If you hunt deer in Ohio, Michigan, Indiana, Iowa, or any of a growing number of Midwest and Northeast states with straight-wall cartridge restrictions, you already know the frustration. Bottlenecked rifle cartridges like .308 Winchester and 6.5 Creedmoor are off the table for specific seasons. You’re limited to straight-wall cartridges – rounds where the case wall runs parallel from base to neck with no shoulder taper.
The reason these laws exist is ballistic: straight-wall cartridges lose energy faster and arc more steeply than bottlenecked rounds, which theoretically limits dangerous overshoot in densely populated agricultural states. Whether the ballistic argument is sound is a debate for another day. The practical reality is that hunters in these states need specific cartridges for specific seasons, and the options have expanded significantly since the original .357 Magnum and .44 Magnum days.
The CVA Scout covers more straight-wall cartridges than any other single production rifle. It’s available in .350 Legend, .360 Buckhammer, .400 Legend, and .450 Bushmaster – every major straight-wall cartridge currently used for deer hunting in restricted states. This guide breaks down each cartridge, which states allow which, how they compare on deer inside 200 yards, and how to set up a Scout for each application.
Which States Have Straight-Wall Restrictions?
The laws vary significantly by state and sometimes by county within a state. Here’s the current picture for the major Midwest states:
Ohio: Requires straight-wall cartridges in certain zones during the gun season. Legal calibers must be at least .357″ diameter with a case length of 1.16″ to 1.8″. This covers .350 Legend, .360 Buckhammer, .357 Magnum (rifle), .44 Magnum, .45 Colt, .450 Bushmaster, .45-70, and .400 Legend. Does NOT cover .308 Winchester or most bottlenecked rifle cartridges.

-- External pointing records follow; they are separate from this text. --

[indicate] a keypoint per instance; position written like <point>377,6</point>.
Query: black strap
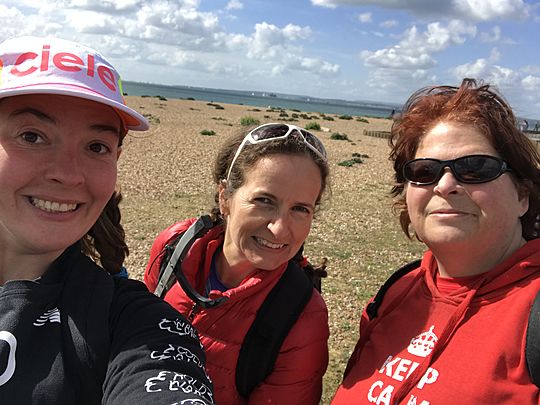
<point>274,320</point>
<point>532,345</point>
<point>171,267</point>
<point>374,305</point>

Michigan: Allows straight-wall cartridges in the Lower Peninsula during firearm deer season. Minimum .35 caliber. .350 Legend, .360 Buckhammer, .400 Legend, and .450 Bushmaster are all legal. .308 Winchester is not permitted in these zones.
Indiana: Allows only straight-wall centerfire cartridges during the firearms season statewide. .350 Legend, .357 Magnum, .44 Magnum, .45 Colt, .450 Bushmaster, and .45-70 are legal. .308 Winchester, 6.5 Creedmoor, and other bottlenecked rounds are not.
Iowa: Expanded to allow straight-wall cartridges in 2017. Minimum .357″ diameter, case length 1.16″–1.8″. The same general roster applies: .350 Legend, .357 Mag, .44 Mag, .450 Bushmaster, .45-70.
Illinois, Kentucky, and several others have adopted similar restrictions for specific zones or seasons.
Always verify current regulations with your state’s DNR before the season. The laws change as states add calibers to approved lists, and county-level restrictions can differ from state-level rules.
The Four Straight-Wall Cartridges in the CVA Scout
.350 Legend
Introduced by Winchester in 2019, the .350 Legend became the fastest-selling new rifle cartridge Winchester had launched in decades. The appeal is obvious: low recoil, affordable ammunition, and adequate deer performance inside 200 yards.
Specifications from a 20″ CVA Scout barrel:
- Winchester 150gr FMJ: ~2,200 fps, ~1,612 ft-lbs
- Hornady 170gr InterLock: ~2,050 fps, ~1,587 ft-lbs
- Federal 180gr Trophy Bonded: ~1,950 fps, ~1,521 ft-lbs
The .350 Legend’s primary selling point is recoil – approximately 8–9 ft-lbs in a 7-lb rifle, which is less than a .243 Winchester. For youth hunters, smaller-framed adults, or anyone who wants to shoot a lot without getting beat up, this matters. The trade-off is terminal performance: the .350 Legend runs out of steam past 200 yards more quickly than the other cartridges in this comparison, and the wound channel on large deer is less decisive than heavier bullets at lower velocity.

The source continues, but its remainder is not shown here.